Palliatives won’t work because the issues extend well beyond the care and feeding of the beef cattle. Let’s just focus for the moment on water resource challenges.

  • Industrial animal farming systems – with their dependence on concentrated, processed feed grains sustained by groundwater irrigation – are incompatible with sustainable global water resource management.
  • Grass-fed beef alternatives – that require access to exponentially more cattle pastureland and significantly longer cattle growth cycles – are incompatible with sustainable global water resource management.
  • Emerginh middle and professional classes on every continent – those with disposable income and urban addresses and a rapidly growing appetite for meat – are incompatible with sustainable global water resource management.
  • Competing global claims on reliable water supplies – from feed grain and meat producers, power plants, factories, mines, schools, hospitals, and homes – are incompatible with sustainable global water resource management.
  • Corporate entitlements – in which an immensely large employer such as Archer Daniels Midland can cajole city governments for privileged access to water during droughts or for more aggressive exploitation of groundwater, and then relocate its corporate headquarters anyway – are incompatible with sustainable global water resource management.
  • Consumer entitlements – to low-quality, inexpensive food, irrespective of social costs – are incompatible with sustainable global water resource management.
  • Finally, agricultural, water, and energy subsidies – that radically tilt markets in favor of economically powerful and politically connected corporations and trade associations – are incompatible with sustainable global water resource management.

McDonald’s therefore finds itself in a terrible conundrum, one that the market on its own cannot resolve so long as large corporations that view themselves as too big to fail can extract concessions from governments that bury unpleasant consequences for future generations to manage.
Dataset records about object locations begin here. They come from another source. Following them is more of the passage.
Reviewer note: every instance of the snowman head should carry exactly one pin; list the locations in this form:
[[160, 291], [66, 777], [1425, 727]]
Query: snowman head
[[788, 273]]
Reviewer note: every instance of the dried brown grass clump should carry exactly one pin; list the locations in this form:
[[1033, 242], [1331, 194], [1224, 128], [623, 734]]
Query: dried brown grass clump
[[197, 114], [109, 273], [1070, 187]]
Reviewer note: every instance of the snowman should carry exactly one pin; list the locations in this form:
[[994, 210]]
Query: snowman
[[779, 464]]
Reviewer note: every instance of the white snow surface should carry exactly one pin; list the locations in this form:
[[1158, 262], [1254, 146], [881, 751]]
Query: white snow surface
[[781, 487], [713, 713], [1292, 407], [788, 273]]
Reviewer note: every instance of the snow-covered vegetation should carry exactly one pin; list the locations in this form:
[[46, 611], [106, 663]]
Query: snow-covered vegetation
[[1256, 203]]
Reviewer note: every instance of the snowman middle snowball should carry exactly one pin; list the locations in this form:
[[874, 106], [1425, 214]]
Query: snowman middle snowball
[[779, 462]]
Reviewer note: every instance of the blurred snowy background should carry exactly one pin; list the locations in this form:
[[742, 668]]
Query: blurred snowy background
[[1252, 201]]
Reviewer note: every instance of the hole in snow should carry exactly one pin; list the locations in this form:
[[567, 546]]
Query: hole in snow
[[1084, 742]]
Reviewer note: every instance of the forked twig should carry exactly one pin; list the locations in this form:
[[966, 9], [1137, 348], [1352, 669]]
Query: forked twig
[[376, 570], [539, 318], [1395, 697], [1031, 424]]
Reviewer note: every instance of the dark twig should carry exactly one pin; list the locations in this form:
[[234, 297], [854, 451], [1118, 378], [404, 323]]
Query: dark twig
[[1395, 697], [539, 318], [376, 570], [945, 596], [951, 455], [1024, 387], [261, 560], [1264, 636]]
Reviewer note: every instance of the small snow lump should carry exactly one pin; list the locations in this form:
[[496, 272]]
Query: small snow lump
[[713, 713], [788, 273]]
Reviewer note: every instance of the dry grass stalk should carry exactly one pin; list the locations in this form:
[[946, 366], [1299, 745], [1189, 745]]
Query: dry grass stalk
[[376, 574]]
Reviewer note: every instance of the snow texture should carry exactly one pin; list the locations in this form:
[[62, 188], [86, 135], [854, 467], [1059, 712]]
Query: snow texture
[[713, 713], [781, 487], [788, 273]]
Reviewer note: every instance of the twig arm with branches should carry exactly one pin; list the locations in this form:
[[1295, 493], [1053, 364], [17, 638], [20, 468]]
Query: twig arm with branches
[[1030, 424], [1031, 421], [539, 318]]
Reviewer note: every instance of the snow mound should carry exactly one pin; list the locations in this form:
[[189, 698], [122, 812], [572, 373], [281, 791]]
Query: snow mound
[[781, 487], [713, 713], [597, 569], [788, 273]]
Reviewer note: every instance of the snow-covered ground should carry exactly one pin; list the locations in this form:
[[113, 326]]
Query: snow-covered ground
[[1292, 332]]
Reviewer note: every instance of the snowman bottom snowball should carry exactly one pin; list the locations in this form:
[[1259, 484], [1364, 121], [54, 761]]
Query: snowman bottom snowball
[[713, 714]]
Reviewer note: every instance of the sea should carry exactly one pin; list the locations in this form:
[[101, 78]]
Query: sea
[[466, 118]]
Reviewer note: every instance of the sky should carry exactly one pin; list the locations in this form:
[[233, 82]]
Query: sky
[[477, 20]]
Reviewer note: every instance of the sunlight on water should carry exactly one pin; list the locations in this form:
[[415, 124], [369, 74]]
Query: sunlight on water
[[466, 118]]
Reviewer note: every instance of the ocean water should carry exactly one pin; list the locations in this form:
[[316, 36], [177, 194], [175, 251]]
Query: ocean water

McDonald’s can pursue palliative measures that preserve low factor costs and low prices for its signature food products, but leave the company helpless to combat the destructive impact of global warming. Or McDonald’s can honestly and courageously take a stand against the underlying causes of global warming where the company can make a difference – and almost surely go out of business.

There is a third way. Which appreciates, from a food security perspective, that consolidated industrial agriculture needs to function, and be managed, as a utility. And which accepts – even embraces – the need to honestly price – and tax – the full costs of all food production methods. Given the methane output of beef cattle, this might well include a greenhouse gas tax on methane emissions. But in reality, the only option available to us is to eat less beef, and less meat. Much less.

Given the social impact of drought, and in the absence of vigorous government action to address the environmental and economic impact of industrial agriculture subsidies, we are therefore likely, more rapidly than any of us may imagine, to experience a sharp degradation in basic public services that supply water, electricity, health care, and education. For this loss, burger tailgates and Big Mac road trips will provide our only solace. Until McDonald’s also no longer exists.